- Emmanuel Macron a annoncé jeudi 8 janvier que la France votera « contre » l’accord commercial entre l’Union européenne et le Mercosur, malgré des concessions qualifiées d’« incontestables » par Bruxelles.
- Les États membres doivent se prononcer vendredi 9 janvier à Bruxelles, tandis que l’accord suscite une forte opposition politique en France et une mobilisation du monde agricole.
Sous la pression d’un rejet politique quasi total et d’une colère agricole visible jusque dans les rues de Paris, le chef de l’État assume un choix hautement politique. Il juge l’accord « d’un autre âge », estime son bénéfice économique trop faible et promet de «continuer de se battre » pour protéger les agriculteurs, alors que l’UE se prononce vendredi 9 janvier à Bruxelles.
La France votera « contre » au Conseil : Macron officialise son refus
C’est un coup d’arrêt net. Dans un communiqué publié jeudi 8 janvier, Emmanuel Macron annonce que la France votera « contre » l’accord commercial entre l’Union européenne et le Mercosur, après en avoir informé la présidente de la Commission européenne, Ursula von der Leyen.
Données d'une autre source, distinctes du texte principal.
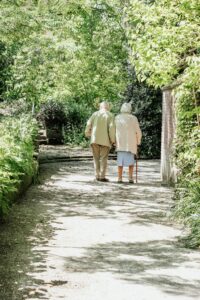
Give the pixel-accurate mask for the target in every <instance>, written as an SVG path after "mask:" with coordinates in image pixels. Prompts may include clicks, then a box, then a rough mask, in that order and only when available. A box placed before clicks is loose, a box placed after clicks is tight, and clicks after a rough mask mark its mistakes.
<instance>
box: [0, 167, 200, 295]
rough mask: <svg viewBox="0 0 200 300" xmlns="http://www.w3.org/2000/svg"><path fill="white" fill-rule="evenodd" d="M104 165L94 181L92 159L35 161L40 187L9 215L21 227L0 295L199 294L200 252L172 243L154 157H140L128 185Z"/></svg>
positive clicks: (37, 185) (7, 259) (112, 294)
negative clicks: (138, 169) (99, 173)
mask: <svg viewBox="0 0 200 300" xmlns="http://www.w3.org/2000/svg"><path fill="white" fill-rule="evenodd" d="M109 165H110V166H109V172H108V173H109V178H110V182H109V183H101V182H94V181H93V165H92V162H91V161H78V162H65V163H64V162H59V163H52V164H44V165H42V167H41V173H40V174H41V175H40V184H39V185H35V186H32V187H31V188H30V189H29V191H28V192H27V194H26V196H25V197H24V199H23V201H22V202H20V204H18V205H16V207H15V212H17V215H18V217H15V218H14V216H13V218H12V216H11V218H12V221H10V222H11V226H10V228H12V229H13V231H15V222H18V228H19V226H20V228H21V229H20V230H19V229H18V231H17V232H18V235H19V238H18V240H19V242H18V243H17V245H18V246H16V245H15V251H13V253H15V255H14V259H13V262H12V263H11V262H9V259H7V266H8V270H12V271H11V272H10V273H6V271H5V269H4V275H5V276H7V281H2V282H1V280H0V287H1V292H0V296H2V295H4V296H3V298H2V297H0V299H2V300H11V299H17V300H18V299H49V300H59V299H66V300H68V299H70V300H102V299H104V300H111V299H112V300H113V299H115V300H130V299H135V300H149V299H151V300H152V299H154V300H155V299H159V300H163V299H166V300H176V299H177V300H178V299H180V300H189V299H200V252H199V251H192V250H188V249H185V248H183V247H181V244H180V243H179V242H178V238H179V237H180V236H181V235H182V231H181V229H180V228H179V227H178V226H175V225H173V223H172V222H171V221H170V220H169V214H170V207H171V206H172V205H173V202H172V200H171V195H172V191H171V190H170V189H169V188H166V187H163V186H161V184H160V178H159V161H140V162H139V183H138V184H135V185H130V184H128V183H126V182H125V183H124V184H121V185H119V184H117V183H116V167H115V162H114V161H110V162H109ZM126 176H127V175H126V174H125V181H127V177H126ZM24 213H25V214H26V217H25V218H24V219H23V218H21V217H22V215H23V214H24ZM15 215H16V214H15ZM23 224H29V226H28V229H27V225H26V226H25V225H24V227H23ZM24 228H26V229H24ZM6 230H8V229H6V228H5V229H4V231H5V232H6ZM9 230H11V229H9ZM13 231H12V233H11V231H10V232H7V236H8V237H9V234H10V236H11V235H12V234H13ZM19 231H20V232H19ZM0 238H1V236H0ZM15 241H16V240H15ZM13 243H14V242H13ZM11 244H12V243H11ZM13 247H14V246H13ZM9 251H12V246H11V250H9V249H8V251H7V252H6V253H7V254H6V253H4V256H2V255H3V254H0V260H1V259H4V260H6V257H7V258H8V257H9ZM12 264H13V265H15V268H14V269H12ZM4 268H5V266H4ZM1 271H2V273H3V269H2V268H0V276H1V275H2V273H1ZM9 274H10V278H9ZM11 275H12V276H11ZM12 281H15V283H13V285H12ZM9 287H10V291H9V292H8V289H9Z"/></svg>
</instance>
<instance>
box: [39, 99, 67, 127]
mask: <svg viewBox="0 0 200 300" xmlns="http://www.w3.org/2000/svg"><path fill="white" fill-rule="evenodd" d="M39 117H40V118H41V119H42V120H43V121H44V122H45V124H46V126H47V127H49V126H52V125H55V124H57V125H62V124H64V123H65V122H66V114H65V108H64V105H63V103H62V102H59V101H56V100H53V99H50V100H48V101H46V102H44V103H43V104H42V105H41V109H40V113H39Z"/></svg>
Le président de la République ancre sa décision dans le climat politique intérieur : « Le constat doit être dressé d’un rejet politique unanime de l’accord, comme l’ont clairement montré les récents débats à l’Assemblée nationale et au Sénat », écrit-il.
Une pression politique et agricole maximale à la veille du vote européen
Cette annonce intervient alors que les États membres doivent se prononcer vendredi 9 janvier, à Bruxelles, dans la perspective d’une signature avec le bloc latino-américain la semaine suivante. En France, l’accord fait l’objet d’une hostilité persistante au sein de la classe politique, renforcée par des mobilisations agricoles.
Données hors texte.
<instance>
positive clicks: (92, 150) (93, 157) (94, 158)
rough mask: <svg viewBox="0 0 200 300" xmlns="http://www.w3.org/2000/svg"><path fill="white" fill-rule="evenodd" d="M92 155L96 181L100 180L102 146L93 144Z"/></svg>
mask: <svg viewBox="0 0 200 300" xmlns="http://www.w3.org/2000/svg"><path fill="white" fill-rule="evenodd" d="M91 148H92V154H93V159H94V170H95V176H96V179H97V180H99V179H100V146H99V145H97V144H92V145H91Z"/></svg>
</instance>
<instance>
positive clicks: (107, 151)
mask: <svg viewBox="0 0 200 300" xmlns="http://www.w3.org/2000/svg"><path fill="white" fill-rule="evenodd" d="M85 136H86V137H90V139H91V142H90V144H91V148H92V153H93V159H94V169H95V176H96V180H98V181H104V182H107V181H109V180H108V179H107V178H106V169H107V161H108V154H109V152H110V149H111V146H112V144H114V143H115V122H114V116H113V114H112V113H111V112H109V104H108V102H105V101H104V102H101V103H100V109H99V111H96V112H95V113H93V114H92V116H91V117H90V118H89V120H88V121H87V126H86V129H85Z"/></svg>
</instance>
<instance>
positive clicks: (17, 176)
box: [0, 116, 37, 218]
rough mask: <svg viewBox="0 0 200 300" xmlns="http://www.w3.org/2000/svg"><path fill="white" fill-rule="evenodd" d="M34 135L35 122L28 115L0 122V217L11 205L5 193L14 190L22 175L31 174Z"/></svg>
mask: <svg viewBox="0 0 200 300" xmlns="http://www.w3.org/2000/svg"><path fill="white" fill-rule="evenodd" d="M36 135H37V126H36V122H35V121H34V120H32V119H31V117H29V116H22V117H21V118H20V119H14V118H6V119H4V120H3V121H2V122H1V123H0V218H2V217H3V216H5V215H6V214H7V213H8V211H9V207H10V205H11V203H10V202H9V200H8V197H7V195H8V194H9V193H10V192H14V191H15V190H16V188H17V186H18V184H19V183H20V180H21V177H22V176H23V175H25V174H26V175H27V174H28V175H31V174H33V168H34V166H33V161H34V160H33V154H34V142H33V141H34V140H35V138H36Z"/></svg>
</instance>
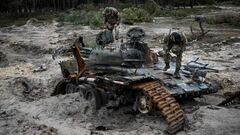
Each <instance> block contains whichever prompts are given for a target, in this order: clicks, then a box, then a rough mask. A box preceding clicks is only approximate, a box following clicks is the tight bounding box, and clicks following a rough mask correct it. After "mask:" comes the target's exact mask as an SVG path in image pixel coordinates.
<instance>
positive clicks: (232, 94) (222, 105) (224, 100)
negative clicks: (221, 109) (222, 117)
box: [218, 91, 240, 106]
mask: <svg viewBox="0 0 240 135" xmlns="http://www.w3.org/2000/svg"><path fill="white" fill-rule="evenodd" d="M224 95H226V99H225V100H224V101H222V102H221V103H219V104H218V105H219V106H228V105H231V104H233V103H234V101H235V100H238V101H239V100H240V91H236V92H230V93H226V94H224Z"/></svg>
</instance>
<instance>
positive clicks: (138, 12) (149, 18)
mask: <svg viewBox="0 0 240 135" xmlns="http://www.w3.org/2000/svg"><path fill="white" fill-rule="evenodd" d="M121 17H122V19H123V20H125V21H127V22H130V23H135V22H149V21H152V17H151V15H150V14H149V13H148V12H147V11H146V10H144V9H142V8H136V7H130V8H124V9H123V10H122V12H121Z"/></svg>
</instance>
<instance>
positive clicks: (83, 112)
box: [0, 18, 240, 135]
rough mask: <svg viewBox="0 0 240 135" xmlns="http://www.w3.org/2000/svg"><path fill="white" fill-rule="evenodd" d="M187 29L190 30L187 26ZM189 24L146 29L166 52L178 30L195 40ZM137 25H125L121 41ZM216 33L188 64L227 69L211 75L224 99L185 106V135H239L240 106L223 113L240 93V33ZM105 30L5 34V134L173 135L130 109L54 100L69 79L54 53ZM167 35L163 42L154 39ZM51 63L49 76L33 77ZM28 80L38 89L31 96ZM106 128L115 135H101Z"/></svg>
mask: <svg viewBox="0 0 240 135" xmlns="http://www.w3.org/2000/svg"><path fill="white" fill-rule="evenodd" d="M186 22H187V23H186ZM189 23H190V22H189V21H187V20H181V21H175V20H173V19H171V18H157V19H156V21H155V23H143V24H138V25H137V26H141V27H143V28H144V30H145V31H146V33H147V37H146V42H148V43H149V44H150V45H151V46H152V47H154V46H156V45H157V46H158V47H160V48H161V47H162V46H161V45H160V44H159V40H160V39H161V37H162V35H163V34H166V33H168V30H169V28H171V27H181V28H182V29H183V30H185V31H186V33H189ZM130 27H133V26H126V25H122V26H121V31H120V32H121V35H122V36H123V37H124V33H126V31H127V30H128V29H129V28H130ZM206 27H207V29H210V30H211V32H210V33H209V34H208V35H207V36H206V37H205V38H204V39H203V40H201V41H198V42H195V43H193V44H191V45H190V46H188V48H187V51H186V52H185V53H184V56H183V57H184V58H183V62H184V63H185V62H187V61H189V60H192V59H195V58H198V57H199V58H200V59H201V61H202V62H204V63H208V64H209V65H210V67H213V68H215V69H218V70H220V72H219V73H210V74H208V79H209V80H212V81H217V82H218V83H219V84H220V85H221V89H220V90H219V92H218V93H216V94H212V95H208V96H204V97H203V98H198V99H195V100H191V101H184V102H183V103H181V105H182V107H183V109H184V111H185V112H186V117H187V120H188V121H187V123H186V126H185V129H184V131H181V132H179V133H178V134H179V135H196V134H197V135H212V134H216V135H225V134H231V135H238V134H240V110H239V109H240V106H239V104H235V105H234V106H228V107H219V106H216V105H217V104H218V103H220V102H221V101H223V100H224V96H223V93H225V92H228V91H231V92H234V91H238V90H239V88H240V85H239V83H240V78H239V76H240V72H239V70H240V48H239V46H240V29H236V28H231V27H227V26H224V25H223V26H210V25H207V26H206ZM98 32H99V30H91V29H89V28H88V27H78V26H72V25H70V24H62V23H58V22H55V21H53V22H52V23H46V24H45V23H32V22H31V21H28V22H27V23H26V25H23V26H20V27H15V26H12V27H7V28H0V135H19V134H20V135H33V134H35V135H40V134H41V135H48V134H49V135H55V134H59V135H85V134H86V135H89V134H98V135H105V134H107V135H108V134H109V135H110V134H115V135H122V134H134V135H135V134H146V135H151V134H165V131H164V130H165V128H166V126H167V125H166V123H165V120H164V118H163V117H161V116H160V115H159V114H158V113H151V114H147V115H144V114H138V115H131V114H126V113H125V112H126V110H128V109H129V107H123V108H121V109H119V110H109V109H106V108H104V107H103V108H102V109H100V110H99V111H98V112H95V111H94V108H92V106H91V103H88V102H86V101H85V100H83V99H81V98H80V97H79V95H78V93H75V94H69V95H61V96H56V97H51V96H50V94H51V93H52V91H53V89H54V87H55V85H56V83H57V82H58V81H60V79H61V77H62V76H61V72H60V67H59V65H58V62H59V61H60V60H62V59H67V57H66V56H65V57H61V58H58V59H57V60H55V61H54V60H52V56H51V55H52V50H55V49H56V48H58V47H60V46H65V45H68V44H71V43H72V41H73V40H74V39H75V38H76V37H74V36H75V35H82V36H84V37H85V41H86V42H87V44H94V40H95V35H96V34H97V33H98ZM159 35H160V38H157V39H154V37H157V36H159ZM42 64H44V65H45V66H46V67H47V70H46V71H43V72H33V71H34V69H36V68H37V67H39V66H40V65H42ZM22 81H27V82H28V83H29V84H30V85H31V86H32V88H33V91H32V92H30V93H24V90H25V88H24V86H23V85H22V83H21V82H22ZM98 126H104V127H106V128H107V129H108V130H107V131H97V130H96V127H98Z"/></svg>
Des agriculteurs ont notamment manifesté à Paris, certains arrivant en tracteurs, dénonçant un texte perçu comme un risque majeur pour les filières fragiles et, au-delà, pour la souveraineté alimentaire.
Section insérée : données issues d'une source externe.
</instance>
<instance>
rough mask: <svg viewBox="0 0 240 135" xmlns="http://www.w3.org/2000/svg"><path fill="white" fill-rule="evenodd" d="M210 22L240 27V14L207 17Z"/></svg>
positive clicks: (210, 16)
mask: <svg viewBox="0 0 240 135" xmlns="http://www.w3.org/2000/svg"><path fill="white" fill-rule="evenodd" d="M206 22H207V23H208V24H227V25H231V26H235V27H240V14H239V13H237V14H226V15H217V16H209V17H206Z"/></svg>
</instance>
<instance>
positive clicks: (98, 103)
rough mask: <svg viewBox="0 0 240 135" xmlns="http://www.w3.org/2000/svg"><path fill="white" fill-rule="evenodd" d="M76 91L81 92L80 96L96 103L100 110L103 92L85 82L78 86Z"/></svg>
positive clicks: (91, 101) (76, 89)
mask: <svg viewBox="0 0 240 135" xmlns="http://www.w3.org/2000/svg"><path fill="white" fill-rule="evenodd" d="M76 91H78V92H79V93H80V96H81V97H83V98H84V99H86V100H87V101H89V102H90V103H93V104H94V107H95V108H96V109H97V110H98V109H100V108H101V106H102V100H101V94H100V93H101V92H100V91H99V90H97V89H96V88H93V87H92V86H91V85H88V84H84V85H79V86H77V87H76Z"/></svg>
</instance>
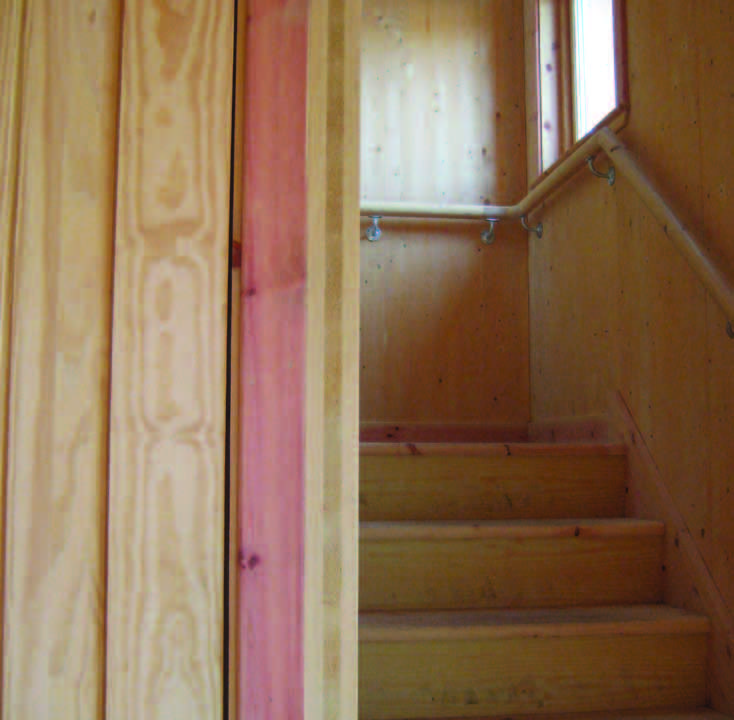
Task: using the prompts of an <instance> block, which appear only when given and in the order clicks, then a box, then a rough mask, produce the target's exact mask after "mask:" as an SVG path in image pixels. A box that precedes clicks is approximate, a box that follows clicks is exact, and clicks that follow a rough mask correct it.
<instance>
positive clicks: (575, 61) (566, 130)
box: [526, 0, 628, 179]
Un « traité d’un autre âge » : Macron minimise le gain économique
Pour Emmanuel Macron, l’équation économique ne justifie pas de prendre un tel risque politique et social. Il qualifie le texte de « traité d’un autre âge » et insiste sur un impact macroéconomique modeste.
« Si la diversification commerciale est nécessaire, le gain économique de l’accord UE-Mercosur sera limité pour la croissance française et européenne (+0,05% sur le PIB de l’UE à l’horizon 2040 selon la Commission). Il ne justifie pas d’exposer des filières agricoles sensibles et essentielles à notre souveraineté alimentaire », affirme-t-il.
En filigrane, le chef de l’État assume aussi un calcul de stabilité gouvernementale, alors que son Premier ministre, Sébastien Lecornu, cherche toujours à faire adopter le budget 2026.
Les concessions de Bruxelles : « frein d’urgence », réciprocité et contrôles renforcés
Sans nier les avancées obtenues auprès de la Commission européenne, Emmanuel Macron les juge insuffisantes pour lever les inquiétudes. Parmi les points mis en avant figure « une clause de sauvegarde spécifique », décrite comme un « frein d’urgence » sur les importations agricoles des pays du Mercosur en cas de déstabilisation du marché européen.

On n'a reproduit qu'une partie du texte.